Because of tariff risks, "medical device companies need to find key suppliers in China, which presents a good opportunity for us to enter the global supply chains of multinational medical equipment firms," Cheng Peifeng, founder of Yisheng Micro-Nano Medical Technology, told Yicai at a recent industry forum.
Yisheng Micro-Nano specializes in ultrasonic transducers and probes. The Wuxi-based company's newly developed 6F imaging interventional catheter is designed to guide precise surgical procedures. But with players such as Johnson & Johnson and Abbott Laboratories long dominating the market, Chinese suppliers have had limited market space.
“Competing with top overseas suppliers has always been challenging,” Cheng said. “But amid the concerns brought by trade frictions and the uncertainties, clients are considering high-quality local alternatives, which offers us new opportunities.”
As the prices of European and US-made computed tomography tubes increases, the resulting market gap will be filled by Chinese companies, said Jin Xin, general manager of Xinhong Electronics. “The better the quality of domestically produced substitute components, the stronger their competitiveness in the international market,” he noted.
Domestic and foreign end-device manufacturers in the Chinese market previously preferred to buy imported CT tubes, Jin pointed out.
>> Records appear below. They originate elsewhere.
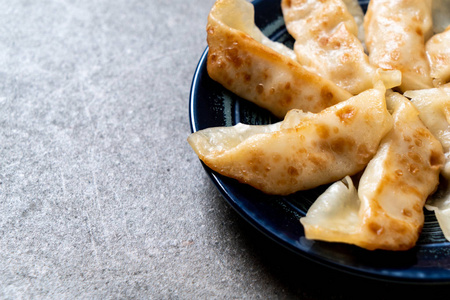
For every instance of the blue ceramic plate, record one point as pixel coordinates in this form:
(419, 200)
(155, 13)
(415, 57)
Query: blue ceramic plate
(278, 217)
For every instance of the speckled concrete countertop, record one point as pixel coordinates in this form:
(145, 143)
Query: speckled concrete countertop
(101, 197)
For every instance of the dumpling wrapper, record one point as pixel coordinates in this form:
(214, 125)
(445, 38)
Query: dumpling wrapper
(301, 152)
(438, 53)
(326, 42)
(396, 32)
(434, 107)
(251, 66)
(386, 212)
(441, 15)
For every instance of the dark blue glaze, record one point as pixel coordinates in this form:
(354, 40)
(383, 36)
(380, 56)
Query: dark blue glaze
(278, 217)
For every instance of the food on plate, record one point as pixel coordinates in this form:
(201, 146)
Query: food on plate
(343, 124)
(326, 42)
(386, 210)
(434, 107)
(441, 15)
(304, 150)
(248, 64)
(396, 32)
(438, 53)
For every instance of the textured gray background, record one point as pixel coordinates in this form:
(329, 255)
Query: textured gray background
(101, 197)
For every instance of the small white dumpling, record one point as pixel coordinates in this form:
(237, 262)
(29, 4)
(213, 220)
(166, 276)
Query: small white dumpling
(396, 32)
(264, 72)
(386, 212)
(326, 42)
(434, 107)
(441, 15)
(303, 151)
(438, 53)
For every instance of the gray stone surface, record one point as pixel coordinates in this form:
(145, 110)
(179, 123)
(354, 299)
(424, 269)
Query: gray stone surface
(101, 197)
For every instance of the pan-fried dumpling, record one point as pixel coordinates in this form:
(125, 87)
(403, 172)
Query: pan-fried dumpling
(248, 64)
(386, 212)
(396, 31)
(434, 107)
(441, 15)
(303, 151)
(438, 52)
(326, 42)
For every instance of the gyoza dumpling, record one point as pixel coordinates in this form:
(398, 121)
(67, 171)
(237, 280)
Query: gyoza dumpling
(386, 212)
(396, 31)
(438, 52)
(303, 151)
(434, 107)
(326, 42)
(248, 64)
(441, 15)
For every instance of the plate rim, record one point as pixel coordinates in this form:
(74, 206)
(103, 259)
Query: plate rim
(224, 191)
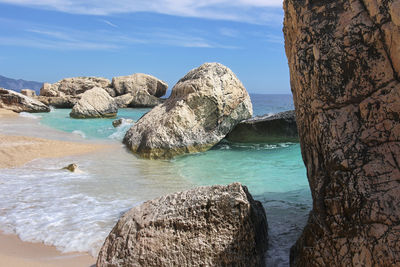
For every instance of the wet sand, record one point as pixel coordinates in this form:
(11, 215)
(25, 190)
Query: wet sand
(16, 151)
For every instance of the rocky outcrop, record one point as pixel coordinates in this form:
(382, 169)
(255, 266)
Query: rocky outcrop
(95, 103)
(20, 103)
(204, 106)
(73, 86)
(137, 90)
(139, 82)
(59, 101)
(139, 100)
(280, 127)
(206, 226)
(28, 92)
(344, 61)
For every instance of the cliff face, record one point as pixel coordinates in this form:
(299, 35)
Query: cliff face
(344, 59)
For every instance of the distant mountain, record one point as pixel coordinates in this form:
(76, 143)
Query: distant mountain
(17, 85)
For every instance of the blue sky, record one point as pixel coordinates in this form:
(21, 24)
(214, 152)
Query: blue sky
(47, 40)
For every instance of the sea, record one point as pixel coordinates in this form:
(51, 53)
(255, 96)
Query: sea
(40, 202)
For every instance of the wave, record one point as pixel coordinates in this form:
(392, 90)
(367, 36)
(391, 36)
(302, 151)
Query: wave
(29, 115)
(80, 133)
(121, 130)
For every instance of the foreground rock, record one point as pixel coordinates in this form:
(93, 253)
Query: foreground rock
(345, 67)
(139, 82)
(206, 226)
(204, 106)
(95, 103)
(20, 103)
(280, 127)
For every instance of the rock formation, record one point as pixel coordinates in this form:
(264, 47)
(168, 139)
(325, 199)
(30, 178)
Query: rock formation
(58, 101)
(280, 127)
(28, 92)
(344, 61)
(20, 103)
(140, 99)
(73, 86)
(95, 103)
(137, 90)
(139, 82)
(206, 226)
(204, 106)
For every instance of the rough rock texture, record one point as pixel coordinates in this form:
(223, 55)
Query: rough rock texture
(59, 101)
(280, 127)
(204, 106)
(123, 101)
(206, 226)
(139, 82)
(344, 59)
(139, 100)
(95, 103)
(28, 92)
(118, 122)
(20, 103)
(73, 86)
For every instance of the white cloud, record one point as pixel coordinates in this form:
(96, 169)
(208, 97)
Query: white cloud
(251, 11)
(109, 23)
(28, 34)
The localization rate of low-to-mid-end CT tubes used in the Chinese CT equipment market was around 30 percent to 40 percent in 2023, while 85 percent of high-end tubes were imported, according to a brokerage analysis report.
However, Chinese companies should not be content with the market opportunities arising from the increasing tariffs, Cheng noted. "The determining factor for success or failure remains material and technological innovation, so domestic firms need to achieve competitive advantages via continuous innovation," he said.
Regarding the trend of overseas medical device giants, including GE HealthCare, Philips, and Siemens Healthineers, actively promoting localization in the Chinese market in recent years, Cheng said that is a key reason these giants have maintained a favorable position in China. "Otherwise, their domestic rivals will quickly catch up and surpass them," he pointed out.